# Radio Wiring Question



## adamgsx (Apr 11, 2004)

I've been looking everywhere online, but I can't find how to wire an aftermarket radio into the stock system. I know no one makes a harness for it.
I thought I wired it up right using the back of the stock radio as a guide, but no sound will come from any speakers.
Does anybody know what might be the problem? Or have a pinout for the colors?
Thanks
Adam
86 5k CS Turbo NQ


----------



## Ancilllary00 (Jun 14, 2003)

*Re: Radio Wiring Question (adamgsx)*

I will check for you later on, but do remember that there is an amp mounted in the trunk that also has to have power to/from. http://****************.com/smile/emthup.gif


----------



## adamgsx (Apr 11, 2004)

*Re: Radio Wiring Question (Ancilllary00)*

I just ran new wires straight back from the radio and omitted the factory amp.

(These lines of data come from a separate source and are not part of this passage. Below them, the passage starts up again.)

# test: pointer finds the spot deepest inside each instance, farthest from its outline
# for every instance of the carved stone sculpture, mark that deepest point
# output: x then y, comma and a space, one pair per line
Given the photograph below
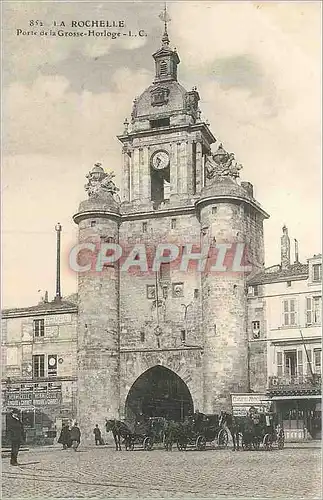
100, 183
222, 164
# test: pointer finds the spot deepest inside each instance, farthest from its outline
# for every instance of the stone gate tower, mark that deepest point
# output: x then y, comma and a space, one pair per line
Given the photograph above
167, 342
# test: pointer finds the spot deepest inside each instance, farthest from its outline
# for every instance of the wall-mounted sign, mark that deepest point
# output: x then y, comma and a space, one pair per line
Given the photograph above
38, 394
242, 402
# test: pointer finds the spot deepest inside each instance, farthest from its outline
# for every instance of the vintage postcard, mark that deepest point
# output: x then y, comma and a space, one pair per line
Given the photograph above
161, 249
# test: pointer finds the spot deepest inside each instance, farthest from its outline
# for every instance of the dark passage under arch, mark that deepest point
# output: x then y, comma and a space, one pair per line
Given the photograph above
159, 392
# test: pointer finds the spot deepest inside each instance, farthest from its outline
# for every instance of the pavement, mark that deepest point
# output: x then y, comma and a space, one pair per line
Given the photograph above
101, 472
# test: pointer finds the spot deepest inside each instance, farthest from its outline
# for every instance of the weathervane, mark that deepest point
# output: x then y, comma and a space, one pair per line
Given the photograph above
164, 16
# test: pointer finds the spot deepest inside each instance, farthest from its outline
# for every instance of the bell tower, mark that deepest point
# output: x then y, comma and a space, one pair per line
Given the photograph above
177, 319
165, 142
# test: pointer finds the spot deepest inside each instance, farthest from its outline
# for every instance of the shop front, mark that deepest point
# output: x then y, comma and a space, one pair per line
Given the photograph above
300, 416
297, 401
43, 406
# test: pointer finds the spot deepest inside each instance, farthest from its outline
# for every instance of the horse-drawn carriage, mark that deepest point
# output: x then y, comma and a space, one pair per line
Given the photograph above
196, 431
254, 430
144, 432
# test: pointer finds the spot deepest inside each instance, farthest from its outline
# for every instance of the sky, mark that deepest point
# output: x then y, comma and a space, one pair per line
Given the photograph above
257, 67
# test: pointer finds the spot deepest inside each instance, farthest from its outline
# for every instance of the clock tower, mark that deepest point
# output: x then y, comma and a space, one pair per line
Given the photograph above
166, 141
166, 342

It's pretty easy in that car, just pop off some plastic door stills, move the carpet back and lay down the wires.
Thanks though, I still have no idea what half of the wires on that old amp do, but it doesn't matter now, lol.


----------



## Ancilllary00 (Jun 14, 2003)

*Re: Radio Wiring Question (adamgsx)*

I have the schematic for them i just have to dig out the old betly and blow the dust off of them.. glad to see another ohio audi owner. if your interested and or dont know about this..: http://www.ohiovw.com
theres a few audi owners on there myself included


----------



## vtbound200qt (Jun 27, 2004)

*Re: Radio Wiring Question (adamgsx)*

Adam
Actually, there is a wiring harness that can be had for under 20.00 at circuit city, problem is that you have to either remove the amp built in or shift the fader fwd so that your new stereo does not get overloaded
If anyone know how to hook a sony radio up so that it supports the dash display I would be eager to hear about that (89 QT200)
Good Luck
David


----------